Allison, however, is the first to warn that immunotherapy is no one-stop solution: “We’re not going to be able to cure all cancers. But I think that in future immunotherapy will be a part of all cancer treatments, in combination with chemotherapy or radiation. I am optimistic that we will learn the right things to put together to cure a majority of patients, maybe even reaching from 60% to 90% of cases in some kinds of cancers,” he explained after winning the Frontiers of Knowledge Award in Biomedicine.
Biography
James P. Allison (Texas, United States, 1948) earned a BS in Microbiology at the University of Texas, Austin, where he went on to complete a PhD in Biological Science in 1973. He later spent twelve years at the University of California, Berkeley, where he was Professor of Immunology and Director of the Cancer Research Laboratory.
After stints at the Memorial Sloan-Kettering Cancer Center and Cornell University, and as an investigator with the Howard Hughes Medical Institute, in 2012 he joined the team at Texas University’s MD Anderson Cancer Center, where he is currently Chair of the Department of Immunology, Vivian L. Smith Distinguished Chair in Immunology, Executive Director of the Immunotherapy Platform, Deputy Director of the David H. Koch Center for Applied Research of Genitourinary Cancers and Co-Director of the Parker Institute for Cancer Immunotherapy.
He has also kept up a thirty-year association with the National Institutes of Health, where he chaired the Experimental Immunology Study Section and has served on expert panels on gene therapy, as well as organizing a think tank on cancer biology.
He sits on the editorial board of Developmental Immunology and Journal of Clinical Investigation and is a former reviewing editor of Science. The holder of six patents, he is also the co-founder, with his wife and scientific colleague Padmanee Sharma, of clinical stage immunotherapy company Jounce Therapeutics.

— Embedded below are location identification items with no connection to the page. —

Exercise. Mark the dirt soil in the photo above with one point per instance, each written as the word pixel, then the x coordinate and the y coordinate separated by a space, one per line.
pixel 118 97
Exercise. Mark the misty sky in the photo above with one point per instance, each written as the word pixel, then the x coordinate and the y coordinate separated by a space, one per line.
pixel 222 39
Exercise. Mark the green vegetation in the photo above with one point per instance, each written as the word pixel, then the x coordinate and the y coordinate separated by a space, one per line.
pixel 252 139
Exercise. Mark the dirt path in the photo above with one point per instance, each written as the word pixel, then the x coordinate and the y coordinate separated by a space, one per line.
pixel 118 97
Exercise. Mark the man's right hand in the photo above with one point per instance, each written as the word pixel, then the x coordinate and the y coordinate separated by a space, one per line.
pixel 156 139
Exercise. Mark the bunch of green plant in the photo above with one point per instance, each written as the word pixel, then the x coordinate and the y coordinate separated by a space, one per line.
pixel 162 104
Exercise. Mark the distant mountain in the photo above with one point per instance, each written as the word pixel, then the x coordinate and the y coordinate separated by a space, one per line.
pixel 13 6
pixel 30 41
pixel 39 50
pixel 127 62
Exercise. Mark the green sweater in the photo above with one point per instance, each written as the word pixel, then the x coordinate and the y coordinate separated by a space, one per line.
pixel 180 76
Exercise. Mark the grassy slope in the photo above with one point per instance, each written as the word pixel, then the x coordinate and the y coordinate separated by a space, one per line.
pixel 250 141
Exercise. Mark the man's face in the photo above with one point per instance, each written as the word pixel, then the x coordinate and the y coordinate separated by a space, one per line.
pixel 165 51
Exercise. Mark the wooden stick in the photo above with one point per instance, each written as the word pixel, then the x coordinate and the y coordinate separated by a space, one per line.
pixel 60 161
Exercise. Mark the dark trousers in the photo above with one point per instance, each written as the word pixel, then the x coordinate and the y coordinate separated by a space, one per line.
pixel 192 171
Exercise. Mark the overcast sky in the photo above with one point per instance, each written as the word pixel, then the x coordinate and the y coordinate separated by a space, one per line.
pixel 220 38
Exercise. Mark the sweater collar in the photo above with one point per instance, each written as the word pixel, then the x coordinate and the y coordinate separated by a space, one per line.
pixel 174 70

The jury of the Frontiers of Knowledge Award in Biomedicine decided to grant him this prize because his research “led to harnessing the immune system to combat cancer in patients and the development of new therapies.” Allison was, according to the jury, the first to demonstrate that immunotherapy can treat cancer effectively, initiating an approach that “has provided clinical benefit to many cancer patients” and “stimulated the development of a new class of drugs employing the immune system to fight cancer.”